FA cells have high incidences of aneuploidy and micronucleation, often occurring as a result of chromosome missegregation [27]. In addition to chromosomal instability resulting from defected FA signaling [28], genetic models inhibiting FANCD2 monoubiquitination have also demonstrated deregulated cell proliferation/growth [29], consistent with the reported findings of a dysregulated cell cycle in FA cells [30]. Following the impairment of FA signaling or inactivated FANCD2, the mechanistic consequences extend past deregulation in DNA damage responses (DDR) and aberrant replications. FANCD2/FA signaling may play emerging roles in the M phase of a cell cycle [31,32,33,34,35], such as how the CDK-mediated phosphorylation of FANCD2 promotes mitotic entry [36]. In addition, its roles may contain other cellular processes under nonstressed conditions. For instance, FANCD2 is involved in maintaining the stability of common fragile sites [37], and its phosphorylation may inhibit the function of the ID complex and the function of FA signaling in the absence of DNA damage [38].

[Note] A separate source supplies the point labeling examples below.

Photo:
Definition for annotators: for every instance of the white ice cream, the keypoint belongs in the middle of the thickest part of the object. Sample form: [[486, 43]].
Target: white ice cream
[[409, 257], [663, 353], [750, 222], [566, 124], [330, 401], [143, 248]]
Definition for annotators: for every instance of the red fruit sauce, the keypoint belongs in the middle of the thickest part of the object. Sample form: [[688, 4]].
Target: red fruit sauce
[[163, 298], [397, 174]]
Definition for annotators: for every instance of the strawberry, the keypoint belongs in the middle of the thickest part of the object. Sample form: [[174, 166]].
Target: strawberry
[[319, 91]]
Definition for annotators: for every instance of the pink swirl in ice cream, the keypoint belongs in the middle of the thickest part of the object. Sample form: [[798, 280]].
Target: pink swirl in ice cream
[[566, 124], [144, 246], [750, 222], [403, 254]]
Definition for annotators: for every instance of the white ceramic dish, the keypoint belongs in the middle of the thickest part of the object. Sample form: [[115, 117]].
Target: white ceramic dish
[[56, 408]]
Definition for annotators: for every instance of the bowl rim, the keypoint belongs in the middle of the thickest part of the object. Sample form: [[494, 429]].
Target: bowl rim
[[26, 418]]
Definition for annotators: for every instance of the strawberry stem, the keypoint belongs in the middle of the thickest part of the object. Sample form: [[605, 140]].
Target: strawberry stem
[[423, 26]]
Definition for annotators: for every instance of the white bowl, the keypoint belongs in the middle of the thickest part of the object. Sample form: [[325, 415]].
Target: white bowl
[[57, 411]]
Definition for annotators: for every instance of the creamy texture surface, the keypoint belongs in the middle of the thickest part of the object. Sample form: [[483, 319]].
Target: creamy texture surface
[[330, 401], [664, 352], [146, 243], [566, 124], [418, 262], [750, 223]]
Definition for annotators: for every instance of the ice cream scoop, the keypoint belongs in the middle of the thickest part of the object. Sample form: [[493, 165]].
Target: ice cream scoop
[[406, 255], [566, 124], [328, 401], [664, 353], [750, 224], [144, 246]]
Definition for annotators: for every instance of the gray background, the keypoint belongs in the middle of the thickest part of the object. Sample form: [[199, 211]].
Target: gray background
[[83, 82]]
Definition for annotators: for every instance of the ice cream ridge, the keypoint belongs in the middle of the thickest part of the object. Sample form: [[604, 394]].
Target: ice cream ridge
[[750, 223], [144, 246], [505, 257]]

While fathoming the functional varieties of FANCD2, we started to characterize an unrecognized form of FANCD2, namely, FANCD2-V2 in contrast to the long-known one, FANCD2-V1 [39]. This was done by sequence similarity searching from NCBI. We found a 60 bp longer version of FANCD2 (V2) coding cDNA, encoding a protein carrying more than 95% of homology with the known “FANCD2 (V1)” protein. As this distinction was not previously described, many of the reported functions of FANCD2 could reflect the properties of either V1, V2, or both. Importantly, FANCD2-V2 exhibits greater association with nonmalignant cells compared to malignant cells; conversely, FANCD2-V1 is expressed more in malignant cells. The different expression patterns of FANCD2-V1 and V2 thereby emerge to be an important biological trait, possibly demarcating premalignancy from malignancy. To this point, how two forms of FANCD2 cooperate upon DNA damage, during DNA replication, or under non-S phases of a cell cycle are questions that are yet to be addressed.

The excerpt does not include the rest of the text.